Heavy oil refers to oils having an API gravity lower than 20° and viscosity at formation conditions above 100 centipoise (cp). These hydrocarbons generally pose challenging production problems and are marketed at a discounted price. However, the combination of improved technology and higher oil prices make the exploitation of heavy-oil deposits more economically feasible. Besides the quantity of production and processing problems associated with heavy oils, evaluating petrophysical properties from nuclear magnetic resonance (NMR) logging measurements can be problematic because of a number of issues, such as heavy oil NMR responses are similar to signals from capillary-bound water.

Additionally, heavy-oil chemistry can be conducive to a wettability alteration that can lead to a misinterpretation of water content from conventional and NMR logs. These phenomena make it difficult to quantify and type fluid volumes in heavy-oil reservoirs from NMR measurements alone.
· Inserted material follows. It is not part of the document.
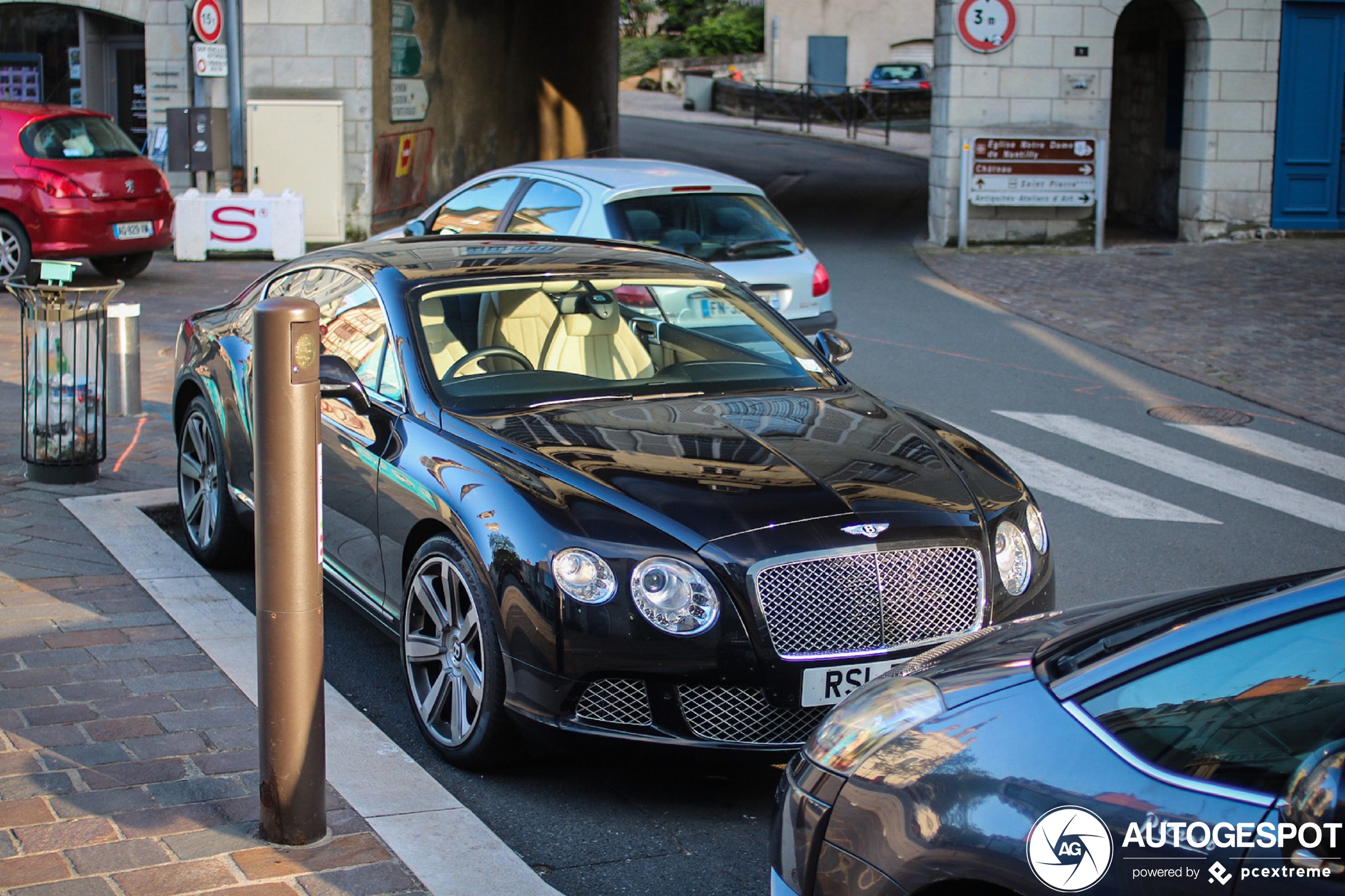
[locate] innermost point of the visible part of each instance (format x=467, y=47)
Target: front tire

NMR logging instruments sometimes do not fully capture heavy-oil signals because they operate at inter-echo spacings that make them unable to adequately sample important rapid decay components when viscosity exceeds ~1000 cp. This situation causes the indicated NMR porosity to be somewhat small, as though the reservoir fluid had a hydrogen index (HI) smaller than one, as occurs in gas reservoirs.

These factors make it necessary to apply advanced interpretation methods to find indications of altered wettability and evaluate petrophysical quantities, such as fluid volumes, permeability, and apparent in-situ oil viscosity.

The method consists of combining NMR and conventional wireline logs to measure the signal loss and estimate the oil's viscosity where the in-situ viscosity is larger than a few hundred cp. Additional combinations with conventional logs can be formed with NMR diffusion measurements to infer movable and capillary-bound water volumes. These volumes can then be used to refine interpretations of resistivity logs, indicate altered wettability, and provide an improved estimate of permeability in heavy-oil reservoirs.

This paper shows the validation of this method implemented in over 20 wells in the Suriname-Guyana basin. The average well depth is approximately 1,000 ft, bottomhole temperature (BHT) is ~100°F, and gravity is in the range of 10 to 20 API. The results are validated with production data.